I. Overview of Andrology Setup in Hong Kong IVF Hospitals
The reproductive medicine system in Hong Kong differs from that in Mainland China. Private hospitals and reproductive centers typically adopt two models for andrology configuration:
- Independent Andrology / Reproductive Andrology Clinic — Large general hospitals (e.g., Hong Kong Sanatorium Hospital, Union Hospital) have a dedicated reproductive andrology clinic within the reproductive center or under the urology department, staffed by urologists with subspecialty training in reproductive medicine. They can independently perform the entire diagnostic and treatment process from semen analysis to microdissection testicular sperm extraction.
- Multidisciplinary Collaboration Model — Some reproductive centers primarily focus on gynecology-reproductive endocrinology but have fixed collaborating andrology doctors or referral pathways. If patients require testicular biopsy, microdissection testicular sperm extraction, or male endocrine regulation, they can be referred to collaborating andrology specialists through a green channel.

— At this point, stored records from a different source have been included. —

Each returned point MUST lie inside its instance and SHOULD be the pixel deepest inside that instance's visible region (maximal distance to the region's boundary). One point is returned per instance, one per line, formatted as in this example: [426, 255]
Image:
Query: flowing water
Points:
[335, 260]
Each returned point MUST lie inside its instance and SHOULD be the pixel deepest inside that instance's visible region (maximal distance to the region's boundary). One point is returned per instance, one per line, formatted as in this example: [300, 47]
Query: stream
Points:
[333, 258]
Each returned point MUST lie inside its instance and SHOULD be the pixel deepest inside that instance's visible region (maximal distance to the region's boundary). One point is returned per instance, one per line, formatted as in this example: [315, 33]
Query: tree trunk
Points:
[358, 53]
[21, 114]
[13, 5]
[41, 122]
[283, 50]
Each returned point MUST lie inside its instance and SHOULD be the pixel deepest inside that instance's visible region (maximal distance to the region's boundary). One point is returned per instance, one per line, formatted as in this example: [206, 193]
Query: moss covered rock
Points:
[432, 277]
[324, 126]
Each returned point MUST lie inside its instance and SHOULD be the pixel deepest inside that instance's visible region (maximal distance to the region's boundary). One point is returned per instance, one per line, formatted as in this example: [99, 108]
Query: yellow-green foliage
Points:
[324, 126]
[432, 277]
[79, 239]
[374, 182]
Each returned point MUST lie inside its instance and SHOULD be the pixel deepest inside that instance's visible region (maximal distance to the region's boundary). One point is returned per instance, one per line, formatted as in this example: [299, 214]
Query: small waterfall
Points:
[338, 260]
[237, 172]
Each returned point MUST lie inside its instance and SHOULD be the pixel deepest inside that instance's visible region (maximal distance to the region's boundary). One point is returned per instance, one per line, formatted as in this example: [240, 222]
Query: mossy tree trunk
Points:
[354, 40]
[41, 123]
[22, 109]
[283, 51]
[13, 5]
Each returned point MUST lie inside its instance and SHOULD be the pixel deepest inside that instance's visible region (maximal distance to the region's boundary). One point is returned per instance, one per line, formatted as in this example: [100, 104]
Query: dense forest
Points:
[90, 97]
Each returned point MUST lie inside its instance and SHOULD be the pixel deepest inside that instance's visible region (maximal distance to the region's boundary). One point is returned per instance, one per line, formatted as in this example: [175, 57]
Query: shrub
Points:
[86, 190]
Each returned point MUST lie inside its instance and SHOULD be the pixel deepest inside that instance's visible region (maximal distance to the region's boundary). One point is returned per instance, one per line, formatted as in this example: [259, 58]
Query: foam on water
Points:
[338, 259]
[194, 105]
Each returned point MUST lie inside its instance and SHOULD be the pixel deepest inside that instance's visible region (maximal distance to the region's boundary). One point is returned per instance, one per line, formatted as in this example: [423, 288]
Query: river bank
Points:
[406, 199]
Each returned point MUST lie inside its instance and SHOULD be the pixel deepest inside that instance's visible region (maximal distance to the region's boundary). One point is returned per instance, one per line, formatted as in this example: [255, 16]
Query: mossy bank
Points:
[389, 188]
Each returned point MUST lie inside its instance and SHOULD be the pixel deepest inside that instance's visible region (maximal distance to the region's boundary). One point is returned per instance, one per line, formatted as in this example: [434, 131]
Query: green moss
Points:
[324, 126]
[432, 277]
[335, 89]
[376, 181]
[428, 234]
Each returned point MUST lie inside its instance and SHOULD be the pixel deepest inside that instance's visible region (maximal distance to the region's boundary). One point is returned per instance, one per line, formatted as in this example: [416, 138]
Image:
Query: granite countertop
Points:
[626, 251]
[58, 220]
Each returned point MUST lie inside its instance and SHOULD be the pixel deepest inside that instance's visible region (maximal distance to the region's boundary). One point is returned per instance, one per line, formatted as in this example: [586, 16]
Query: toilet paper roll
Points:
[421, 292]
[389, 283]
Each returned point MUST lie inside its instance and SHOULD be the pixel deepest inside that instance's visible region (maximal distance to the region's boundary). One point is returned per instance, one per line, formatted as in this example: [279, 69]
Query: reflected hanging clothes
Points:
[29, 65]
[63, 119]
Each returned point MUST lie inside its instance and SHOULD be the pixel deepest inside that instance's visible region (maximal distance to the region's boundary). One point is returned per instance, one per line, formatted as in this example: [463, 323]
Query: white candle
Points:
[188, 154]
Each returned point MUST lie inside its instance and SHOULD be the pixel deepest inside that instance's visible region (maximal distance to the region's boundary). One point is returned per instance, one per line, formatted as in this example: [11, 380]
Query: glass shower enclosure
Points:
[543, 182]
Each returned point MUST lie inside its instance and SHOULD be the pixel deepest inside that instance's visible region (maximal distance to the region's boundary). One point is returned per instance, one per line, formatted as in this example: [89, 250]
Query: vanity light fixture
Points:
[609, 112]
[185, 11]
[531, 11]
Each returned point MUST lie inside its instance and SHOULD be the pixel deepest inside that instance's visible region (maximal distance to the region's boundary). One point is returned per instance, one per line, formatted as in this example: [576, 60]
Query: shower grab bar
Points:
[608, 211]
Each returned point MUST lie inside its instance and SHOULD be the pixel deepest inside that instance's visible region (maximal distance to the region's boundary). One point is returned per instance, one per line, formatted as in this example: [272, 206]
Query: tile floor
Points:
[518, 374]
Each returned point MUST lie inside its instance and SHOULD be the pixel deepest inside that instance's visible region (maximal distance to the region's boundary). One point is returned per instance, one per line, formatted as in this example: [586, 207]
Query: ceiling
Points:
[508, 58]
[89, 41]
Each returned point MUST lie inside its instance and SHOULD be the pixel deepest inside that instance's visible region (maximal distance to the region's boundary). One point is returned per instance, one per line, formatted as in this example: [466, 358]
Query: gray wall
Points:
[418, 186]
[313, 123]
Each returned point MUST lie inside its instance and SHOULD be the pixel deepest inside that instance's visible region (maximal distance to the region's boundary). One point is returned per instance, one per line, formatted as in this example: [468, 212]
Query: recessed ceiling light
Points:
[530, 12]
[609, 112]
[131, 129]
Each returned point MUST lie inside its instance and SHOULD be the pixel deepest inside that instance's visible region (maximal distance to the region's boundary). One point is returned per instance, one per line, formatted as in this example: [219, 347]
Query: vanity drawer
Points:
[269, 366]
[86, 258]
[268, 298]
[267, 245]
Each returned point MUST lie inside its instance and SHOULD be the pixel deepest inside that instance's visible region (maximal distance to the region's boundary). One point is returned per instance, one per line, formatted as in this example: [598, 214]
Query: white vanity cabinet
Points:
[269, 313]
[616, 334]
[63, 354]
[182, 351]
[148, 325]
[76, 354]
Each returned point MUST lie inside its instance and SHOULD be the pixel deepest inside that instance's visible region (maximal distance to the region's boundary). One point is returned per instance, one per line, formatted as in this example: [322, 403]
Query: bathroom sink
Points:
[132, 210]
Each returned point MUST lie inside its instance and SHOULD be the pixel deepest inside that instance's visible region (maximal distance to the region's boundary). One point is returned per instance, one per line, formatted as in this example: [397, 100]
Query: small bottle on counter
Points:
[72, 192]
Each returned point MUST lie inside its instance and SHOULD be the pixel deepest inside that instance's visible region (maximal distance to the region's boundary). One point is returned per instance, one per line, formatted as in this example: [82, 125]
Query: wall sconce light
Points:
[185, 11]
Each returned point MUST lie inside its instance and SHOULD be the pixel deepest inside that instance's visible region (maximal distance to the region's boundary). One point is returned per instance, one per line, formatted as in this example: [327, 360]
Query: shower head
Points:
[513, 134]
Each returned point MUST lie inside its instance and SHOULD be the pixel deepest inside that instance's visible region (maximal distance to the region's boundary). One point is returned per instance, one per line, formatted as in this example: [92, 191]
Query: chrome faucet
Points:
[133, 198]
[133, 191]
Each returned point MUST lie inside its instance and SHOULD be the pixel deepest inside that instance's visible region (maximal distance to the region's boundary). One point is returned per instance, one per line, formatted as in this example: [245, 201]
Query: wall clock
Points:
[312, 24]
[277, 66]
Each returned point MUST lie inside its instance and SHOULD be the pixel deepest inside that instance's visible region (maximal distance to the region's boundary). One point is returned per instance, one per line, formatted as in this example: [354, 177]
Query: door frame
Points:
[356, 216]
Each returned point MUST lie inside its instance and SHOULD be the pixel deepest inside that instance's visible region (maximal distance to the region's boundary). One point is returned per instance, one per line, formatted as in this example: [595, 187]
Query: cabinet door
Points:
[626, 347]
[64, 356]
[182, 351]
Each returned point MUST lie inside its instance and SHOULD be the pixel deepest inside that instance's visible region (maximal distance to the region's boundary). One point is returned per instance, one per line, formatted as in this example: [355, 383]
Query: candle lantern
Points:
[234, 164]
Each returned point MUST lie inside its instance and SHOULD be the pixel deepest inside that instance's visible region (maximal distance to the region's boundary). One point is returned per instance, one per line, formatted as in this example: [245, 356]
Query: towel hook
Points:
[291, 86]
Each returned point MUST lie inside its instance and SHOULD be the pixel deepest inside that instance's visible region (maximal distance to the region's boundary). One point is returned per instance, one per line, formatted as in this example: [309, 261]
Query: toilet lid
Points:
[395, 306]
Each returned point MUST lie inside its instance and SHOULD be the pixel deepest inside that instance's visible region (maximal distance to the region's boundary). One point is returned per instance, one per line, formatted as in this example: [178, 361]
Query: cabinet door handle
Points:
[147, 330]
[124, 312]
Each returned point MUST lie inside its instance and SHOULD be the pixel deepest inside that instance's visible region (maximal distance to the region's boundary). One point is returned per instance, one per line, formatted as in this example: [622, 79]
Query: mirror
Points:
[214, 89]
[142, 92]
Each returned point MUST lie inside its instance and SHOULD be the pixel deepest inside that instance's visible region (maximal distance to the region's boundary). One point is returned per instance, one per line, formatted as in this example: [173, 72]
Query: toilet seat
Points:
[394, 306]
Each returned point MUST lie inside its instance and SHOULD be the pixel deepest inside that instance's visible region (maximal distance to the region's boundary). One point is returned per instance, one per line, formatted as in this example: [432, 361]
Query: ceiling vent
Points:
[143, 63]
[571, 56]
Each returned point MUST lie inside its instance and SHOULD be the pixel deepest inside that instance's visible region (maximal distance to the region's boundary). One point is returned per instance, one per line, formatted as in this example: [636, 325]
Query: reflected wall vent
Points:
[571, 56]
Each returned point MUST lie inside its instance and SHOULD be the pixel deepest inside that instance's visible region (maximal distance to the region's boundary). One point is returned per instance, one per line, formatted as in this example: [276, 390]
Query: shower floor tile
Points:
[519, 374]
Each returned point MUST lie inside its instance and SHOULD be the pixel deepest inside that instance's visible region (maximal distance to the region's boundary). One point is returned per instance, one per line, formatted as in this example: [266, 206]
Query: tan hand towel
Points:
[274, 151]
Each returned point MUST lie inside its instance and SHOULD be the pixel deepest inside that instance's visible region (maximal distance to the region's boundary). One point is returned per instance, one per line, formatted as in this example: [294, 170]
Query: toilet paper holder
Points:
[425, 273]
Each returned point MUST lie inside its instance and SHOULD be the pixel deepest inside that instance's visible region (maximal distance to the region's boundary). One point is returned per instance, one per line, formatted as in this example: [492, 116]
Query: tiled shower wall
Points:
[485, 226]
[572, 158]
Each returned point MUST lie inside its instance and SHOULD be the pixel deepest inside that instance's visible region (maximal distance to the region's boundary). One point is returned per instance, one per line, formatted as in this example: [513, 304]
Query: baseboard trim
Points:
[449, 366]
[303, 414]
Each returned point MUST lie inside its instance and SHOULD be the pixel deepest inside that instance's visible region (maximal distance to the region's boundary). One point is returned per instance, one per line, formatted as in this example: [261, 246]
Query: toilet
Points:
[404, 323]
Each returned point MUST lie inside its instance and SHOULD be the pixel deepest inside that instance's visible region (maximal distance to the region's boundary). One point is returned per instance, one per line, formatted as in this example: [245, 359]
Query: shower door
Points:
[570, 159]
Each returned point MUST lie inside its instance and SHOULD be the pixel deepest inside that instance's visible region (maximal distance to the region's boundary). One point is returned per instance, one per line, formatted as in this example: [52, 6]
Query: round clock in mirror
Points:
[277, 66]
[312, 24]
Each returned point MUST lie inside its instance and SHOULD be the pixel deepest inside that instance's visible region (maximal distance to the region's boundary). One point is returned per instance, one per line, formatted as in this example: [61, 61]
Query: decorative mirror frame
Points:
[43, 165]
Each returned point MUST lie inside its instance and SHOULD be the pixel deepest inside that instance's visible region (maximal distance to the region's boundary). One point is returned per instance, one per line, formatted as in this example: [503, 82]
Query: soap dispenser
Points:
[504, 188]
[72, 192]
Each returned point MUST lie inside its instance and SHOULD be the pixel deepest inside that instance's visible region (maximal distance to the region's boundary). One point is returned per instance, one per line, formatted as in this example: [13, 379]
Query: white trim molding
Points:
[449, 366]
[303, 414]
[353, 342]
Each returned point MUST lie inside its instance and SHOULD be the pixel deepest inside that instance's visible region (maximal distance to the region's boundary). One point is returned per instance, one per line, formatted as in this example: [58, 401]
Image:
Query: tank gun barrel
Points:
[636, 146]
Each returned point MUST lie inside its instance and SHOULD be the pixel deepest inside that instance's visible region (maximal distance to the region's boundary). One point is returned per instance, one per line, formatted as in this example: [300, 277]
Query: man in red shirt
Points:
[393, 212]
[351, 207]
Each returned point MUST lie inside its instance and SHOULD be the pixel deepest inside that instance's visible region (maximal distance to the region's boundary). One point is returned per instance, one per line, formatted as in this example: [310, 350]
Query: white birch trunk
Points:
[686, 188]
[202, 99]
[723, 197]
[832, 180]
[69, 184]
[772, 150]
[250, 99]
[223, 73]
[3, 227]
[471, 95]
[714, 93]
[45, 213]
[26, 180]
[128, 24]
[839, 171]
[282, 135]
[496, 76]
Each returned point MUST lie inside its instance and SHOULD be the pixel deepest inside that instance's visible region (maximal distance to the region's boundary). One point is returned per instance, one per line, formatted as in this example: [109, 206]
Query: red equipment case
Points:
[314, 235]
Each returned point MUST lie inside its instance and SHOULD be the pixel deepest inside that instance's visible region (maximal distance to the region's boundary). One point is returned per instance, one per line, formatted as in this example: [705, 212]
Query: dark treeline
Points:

From an operational perspective, there are no IVF hospitals in Hong Kong "without an andrology department." Since approximately 40-50% of infertility involves male factors, reproductive centers must be capable of handling male issues; otherwise, they cannot perform core techniques such as ICSI (Intracytoplasmic Sperm Injection).
II. Differences in Andrology Services Among Different Hospitals
Although all provide andrology-related services, there are differences in service depth, technical coverage, and consultation processes. Patients should choose based on their own circumstances.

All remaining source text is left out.